Wall Street was mixed overnight as investors by and large chose to remain on the sidelines in anticipation of Federal Reserve Chairman Ben Bernanke's address to a conference of central bankers in Jackson Hole, Wyoming at the end of the week.
Economic indicators pointed to further weakness as confidence of the all-important American consumer dropped more than expected. The Conference Board's index slid to 60.6 from a revised 65.4 in July, the biggest drop since October. The reading was less than the most-pessimistic forecast in a Bloomberg News survey in which the median projection was 66.
Still, the real estate market provided some good news as a separate report showed home prices in 20 American cities rose in the 12 months ended in June, the first year-over-year increase in nearly two years.

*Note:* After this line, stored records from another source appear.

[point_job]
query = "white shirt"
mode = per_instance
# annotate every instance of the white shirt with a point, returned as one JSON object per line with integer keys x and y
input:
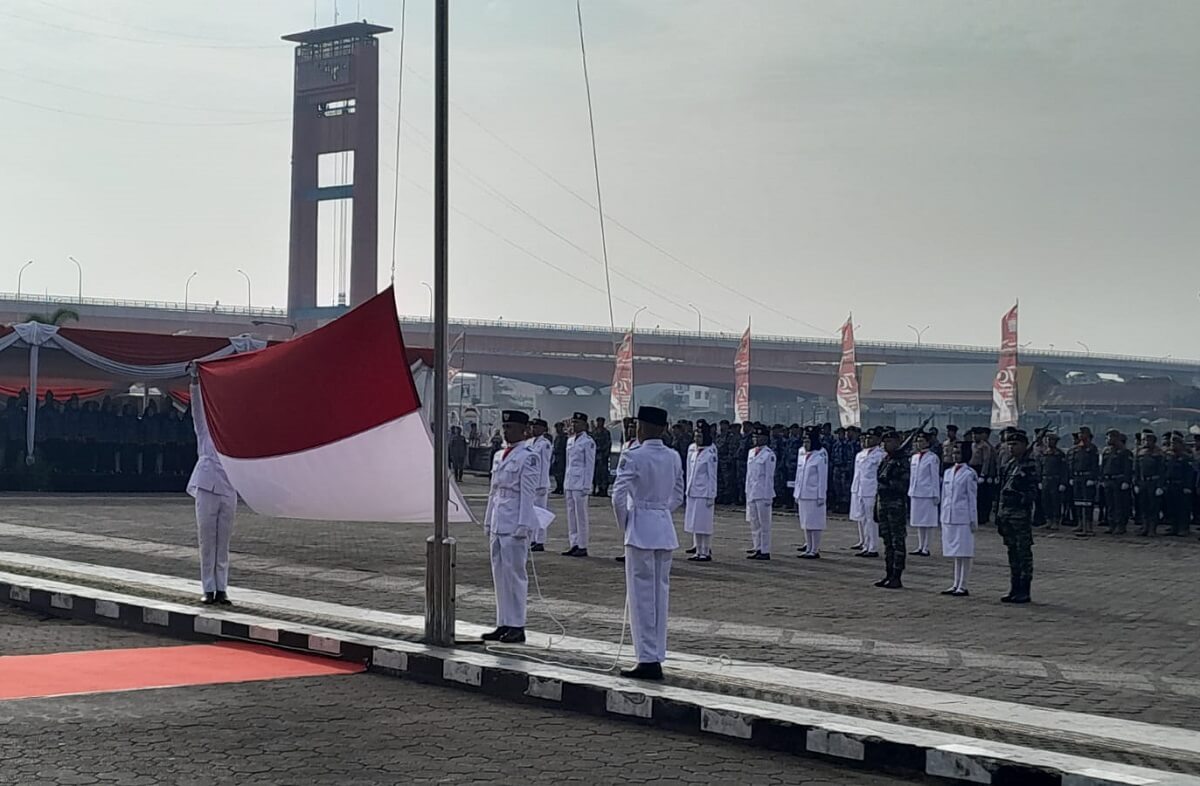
{"x": 960, "y": 486}
{"x": 811, "y": 475}
{"x": 648, "y": 489}
{"x": 925, "y": 475}
{"x": 581, "y": 462}
{"x": 510, "y": 502}
{"x": 761, "y": 474}
{"x": 208, "y": 474}
{"x": 702, "y": 472}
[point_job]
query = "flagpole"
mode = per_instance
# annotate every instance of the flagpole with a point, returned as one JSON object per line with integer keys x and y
{"x": 439, "y": 547}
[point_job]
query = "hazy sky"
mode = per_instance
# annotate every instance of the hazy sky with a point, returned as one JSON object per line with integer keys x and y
{"x": 918, "y": 162}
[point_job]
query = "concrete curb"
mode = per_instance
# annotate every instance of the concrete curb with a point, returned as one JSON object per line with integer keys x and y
{"x": 856, "y": 743}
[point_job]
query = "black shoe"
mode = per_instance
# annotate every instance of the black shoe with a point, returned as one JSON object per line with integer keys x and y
{"x": 645, "y": 671}
{"x": 513, "y": 636}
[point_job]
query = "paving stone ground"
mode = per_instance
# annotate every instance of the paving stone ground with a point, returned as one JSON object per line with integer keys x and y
{"x": 361, "y": 729}
{"x": 1114, "y": 629}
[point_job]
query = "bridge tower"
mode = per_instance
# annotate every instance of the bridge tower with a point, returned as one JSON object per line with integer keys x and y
{"x": 335, "y": 111}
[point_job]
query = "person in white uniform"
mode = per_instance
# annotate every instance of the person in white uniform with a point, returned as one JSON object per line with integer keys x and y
{"x": 581, "y": 463}
{"x": 544, "y": 447}
{"x": 810, "y": 491}
{"x": 760, "y": 493}
{"x": 216, "y": 505}
{"x": 924, "y": 492}
{"x": 701, "y": 495}
{"x": 648, "y": 490}
{"x": 510, "y": 522}
{"x": 960, "y": 519}
{"x": 862, "y": 492}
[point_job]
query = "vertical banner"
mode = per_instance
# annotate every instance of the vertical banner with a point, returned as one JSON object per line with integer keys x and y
{"x": 621, "y": 402}
{"x": 742, "y": 379}
{"x": 1003, "y": 388}
{"x": 849, "y": 411}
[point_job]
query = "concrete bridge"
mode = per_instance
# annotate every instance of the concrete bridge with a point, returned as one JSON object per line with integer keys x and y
{"x": 550, "y": 354}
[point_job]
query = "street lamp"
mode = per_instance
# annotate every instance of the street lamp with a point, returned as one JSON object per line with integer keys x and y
{"x": 187, "y": 287}
{"x": 246, "y": 276}
{"x": 426, "y": 285}
{"x": 79, "y": 268}
{"x": 21, "y": 274}
{"x": 919, "y": 333}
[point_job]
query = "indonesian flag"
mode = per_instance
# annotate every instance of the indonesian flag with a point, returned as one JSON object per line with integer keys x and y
{"x": 742, "y": 378}
{"x": 621, "y": 399}
{"x": 328, "y": 426}
{"x": 1003, "y": 388}
{"x": 849, "y": 411}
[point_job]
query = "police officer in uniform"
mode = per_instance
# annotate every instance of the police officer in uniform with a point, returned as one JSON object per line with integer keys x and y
{"x": 1116, "y": 479}
{"x": 892, "y": 508}
{"x": 1014, "y": 521}
{"x": 1053, "y": 477}
{"x": 216, "y": 505}
{"x": 510, "y": 523}
{"x": 648, "y": 490}
{"x": 1084, "y": 460}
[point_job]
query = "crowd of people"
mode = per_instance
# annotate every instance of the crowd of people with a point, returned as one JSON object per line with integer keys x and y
{"x": 100, "y": 438}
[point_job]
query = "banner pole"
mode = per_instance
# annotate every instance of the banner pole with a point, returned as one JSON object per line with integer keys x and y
{"x": 439, "y": 551}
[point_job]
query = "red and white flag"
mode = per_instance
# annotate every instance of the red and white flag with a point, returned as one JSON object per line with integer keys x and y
{"x": 849, "y": 411}
{"x": 328, "y": 426}
{"x": 621, "y": 400}
{"x": 1003, "y": 388}
{"x": 742, "y": 379}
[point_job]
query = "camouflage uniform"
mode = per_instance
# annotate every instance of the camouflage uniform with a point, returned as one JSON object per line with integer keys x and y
{"x": 1053, "y": 478}
{"x": 1116, "y": 478}
{"x": 892, "y": 510}
{"x": 1014, "y": 521}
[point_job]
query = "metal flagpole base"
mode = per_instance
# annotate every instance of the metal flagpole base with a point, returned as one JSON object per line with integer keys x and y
{"x": 439, "y": 591}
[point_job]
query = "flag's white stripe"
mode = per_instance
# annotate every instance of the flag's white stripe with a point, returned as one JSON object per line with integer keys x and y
{"x": 382, "y": 474}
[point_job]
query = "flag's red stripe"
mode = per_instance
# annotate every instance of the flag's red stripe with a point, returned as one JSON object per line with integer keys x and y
{"x": 330, "y": 384}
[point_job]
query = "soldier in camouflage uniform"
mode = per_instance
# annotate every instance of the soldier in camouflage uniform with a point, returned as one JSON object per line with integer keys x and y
{"x": 1014, "y": 520}
{"x": 1084, "y": 461}
{"x": 1053, "y": 479}
{"x": 892, "y": 509}
{"x": 1151, "y": 466}
{"x": 1116, "y": 480}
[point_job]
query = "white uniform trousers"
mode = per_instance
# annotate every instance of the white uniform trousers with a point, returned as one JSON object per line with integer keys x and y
{"x": 759, "y": 515}
{"x": 541, "y": 499}
{"x": 509, "y": 556}
{"x": 577, "y": 517}
{"x": 648, "y": 583}
{"x": 214, "y": 527}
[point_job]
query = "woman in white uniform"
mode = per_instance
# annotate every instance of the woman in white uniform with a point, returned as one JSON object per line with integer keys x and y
{"x": 924, "y": 492}
{"x": 960, "y": 519}
{"x": 811, "y": 485}
{"x": 697, "y": 519}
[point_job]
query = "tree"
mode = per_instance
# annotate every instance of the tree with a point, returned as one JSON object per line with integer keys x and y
{"x": 59, "y": 317}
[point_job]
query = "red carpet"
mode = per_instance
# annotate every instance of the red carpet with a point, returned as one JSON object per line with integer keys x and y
{"x": 113, "y": 670}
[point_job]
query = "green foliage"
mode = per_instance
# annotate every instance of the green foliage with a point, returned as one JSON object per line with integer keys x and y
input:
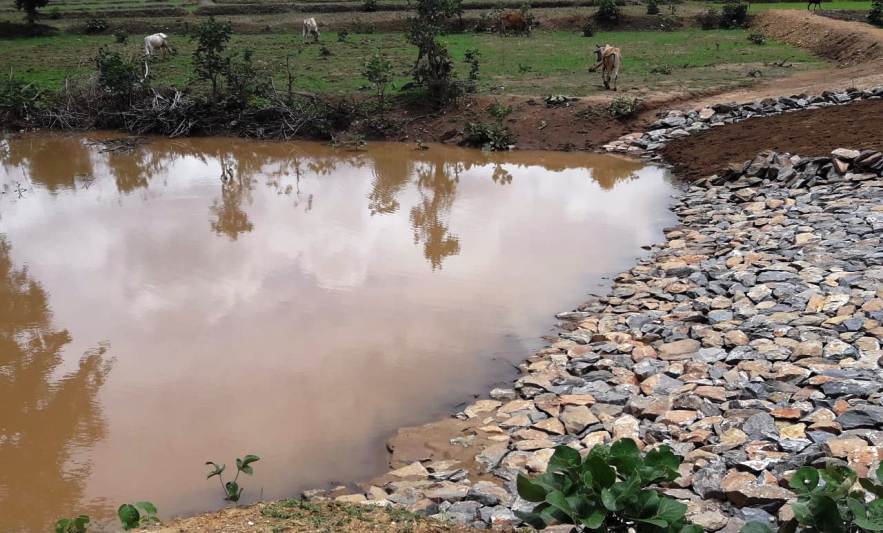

The S&P/Case-Shiller index of property values increased 0.5 per cent from a year earlier.
In late afternoon trading in New York, the Standard & Poor's 500 Index eked out a 0.10 per cent gain while the Nasdaq Composite Index rose 0.20 per cent. The Dow Jones Industrial Average slid 0.05 per cent.
"A mixed bag of economic indicators that sort of point downward; we are all hopeful this leaves some room for the Fed to shower money on us," Jack Ablin, chief investment officer, Harris Private Bank in Chicago, told Reuters. "Unfortunately a fair amount of stimulus is probably priced in, so we are at a period now where bad news is good news until we hear what [Bernanke] is actually going to do."